If it costs the company $200 to move the equipment to the dumping ground, then the residual value of that asset is $4,800 ($5,000–$200).

Benefits of Residual Value

The benefits of residual value include the following:

  • Determining Lease Rates: Residual value is one of the principal techniques a lessor uses to determine the amount a lessee will pay in regular lease costs. In a vehicle leasing deal, for instance, the monthly lease rate is determined using the residual value of the vehicle alongside tax and interest rate.

  • Calculating Amortisation and Depreciation: Amortisation and depreciation calculations are important for accounting purposes. Now, residual value is one essential variable that companies use in calculating their yearly amortisation (for intangible assets) and depreciation (for tangible assets) figures. Companies have to factor in the residual value of their assets when they calculate the total depreciable sum to be used in their depreciation schedule.
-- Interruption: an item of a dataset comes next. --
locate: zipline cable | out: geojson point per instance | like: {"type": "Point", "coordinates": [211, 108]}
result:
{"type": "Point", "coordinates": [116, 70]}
Generally, it is ideal for companies to calculate their assets’ residual value at each year’s end. If and when the estimated residual value changes, such changes should be recorded accordingly. 

It is worth remembering that companies owning several costly fixed assets such as vehicles, medical equipment and other heavy machinery may consider buying residual value insurance. This insurance helps to minimise asset-value risk by assuring the post-useful-life value of assets enjoying proper maintenance.